After shampooing a handmade rug it is vital to rinse and extract. Doing so removes residue, sets any unstable dyes and further cleans the carpets’ pile.
An acidic rinse is used to restore the rug to its natural (slightly acidic) state after washing. This sounds dangerous or harsh but in reality it is perfectly safe and normal. Human skin is actually slightly acidic in nature, much the same as wool, whereas the cleaning chemicals used in the cleaning process are alkali. Leaving a rug alkali after cleaning can break down both the colours of the rug and the wool fibres that are used to make it.
One of the issues with non-professionals or those not used to dealing with wool and other delicate fabrics is that once washed the PH balance is not restored, potentially causing colour run, if not in drying then in future washes.
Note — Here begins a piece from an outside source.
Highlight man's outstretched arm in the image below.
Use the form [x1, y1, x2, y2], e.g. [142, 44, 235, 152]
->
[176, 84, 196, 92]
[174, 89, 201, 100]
This is why some people will have a rug washed, the colours will be fine so when they do it again the expect the same results (as normally any loose dyes would bleed on the first wash) if not better only to find their colours bleed into each other.
The shampoo from the wash is rinsed out with water and a small quantity of rinse agent, this is applied to the rug using a high pressure sprayer which injects the water and rinse into the rug, removing residue and stabilising colours before being extracted by a high powered wet-vacuum. This allows the rug to be dried quicker, meaning the rug is in a damp condition for less time and can dry more naturally.